In Italia la grande emergenza del mercato del lavoro riguarda i “giovani adulti”, cioè le persone di età compresa tra i 25 e i 34 anni, che hanno subito l’effetto della crisi ancora più dei giovani sotto i 25 anni. Lo sottolinea l’Ilo nel rapporto “Global employment trends 2014”, aggiungendo che negli anni della crisi – dal 2007 al 2012 – la parte della popolazione compresa tra i 55 e i 64 anni ha invece addirittura beneficiato di un aumento dei tassi di occupazione.

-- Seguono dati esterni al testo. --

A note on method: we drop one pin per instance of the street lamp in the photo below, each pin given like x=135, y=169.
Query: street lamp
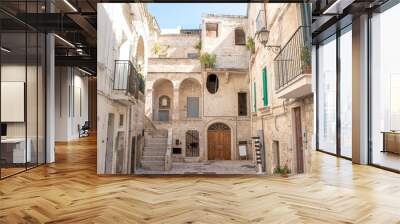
x=263, y=38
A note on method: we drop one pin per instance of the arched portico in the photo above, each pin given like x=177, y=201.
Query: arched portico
x=190, y=99
x=163, y=100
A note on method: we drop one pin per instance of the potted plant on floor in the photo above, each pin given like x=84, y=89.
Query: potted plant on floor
x=208, y=60
x=283, y=171
x=250, y=45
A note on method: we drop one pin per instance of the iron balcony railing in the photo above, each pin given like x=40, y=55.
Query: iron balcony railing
x=294, y=58
x=127, y=79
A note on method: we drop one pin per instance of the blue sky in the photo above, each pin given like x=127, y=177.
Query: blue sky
x=188, y=15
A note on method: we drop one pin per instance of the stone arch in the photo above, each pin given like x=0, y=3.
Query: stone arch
x=240, y=36
x=162, y=89
x=190, y=99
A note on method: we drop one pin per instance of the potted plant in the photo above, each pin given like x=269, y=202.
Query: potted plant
x=283, y=171
x=157, y=49
x=208, y=60
x=251, y=45
x=198, y=46
x=306, y=59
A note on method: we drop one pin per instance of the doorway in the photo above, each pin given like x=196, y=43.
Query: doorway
x=110, y=143
x=299, y=140
x=219, y=142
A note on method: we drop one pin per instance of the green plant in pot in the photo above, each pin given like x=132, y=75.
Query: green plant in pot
x=157, y=49
x=283, y=171
x=198, y=46
x=306, y=59
x=208, y=60
x=250, y=45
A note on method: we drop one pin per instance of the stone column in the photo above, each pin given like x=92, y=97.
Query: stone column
x=175, y=106
x=149, y=104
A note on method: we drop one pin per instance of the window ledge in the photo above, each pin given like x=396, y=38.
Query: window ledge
x=265, y=110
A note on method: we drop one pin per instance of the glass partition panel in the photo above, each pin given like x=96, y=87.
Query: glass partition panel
x=327, y=96
x=346, y=93
x=41, y=98
x=385, y=89
x=31, y=98
x=14, y=154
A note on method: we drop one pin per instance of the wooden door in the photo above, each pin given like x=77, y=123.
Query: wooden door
x=299, y=140
x=219, y=142
x=110, y=144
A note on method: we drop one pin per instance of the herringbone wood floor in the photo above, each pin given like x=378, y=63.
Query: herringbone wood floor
x=69, y=191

“I giovani adulti sono i primi ad affrontare la perdita del posto di lavoro in tempi di crisi a causa della minore anzianità e della protezione garantita ai lavoratori più anziani”, si legge nel rapporto, “allo stesso tempo, non possono spesso godere dei programmi specifici per l’occupazione giovanile o per la formazione, così da migliorare le loro chance di occupabilità, il che allunga in modo particolare i tempi del ritorno all’occupazione per questa fascia di età”.
“Chiaramente – si legge nel rapporto – questa concentrazione di perdite di posti di lavoro tra i lavoratori più giovani mina le speranze di una ripresa più rapida, a meno che le autorità non assumano iniziative decisive per espandere i loro sforzi anche per l’inclusione dei giovani adulti”.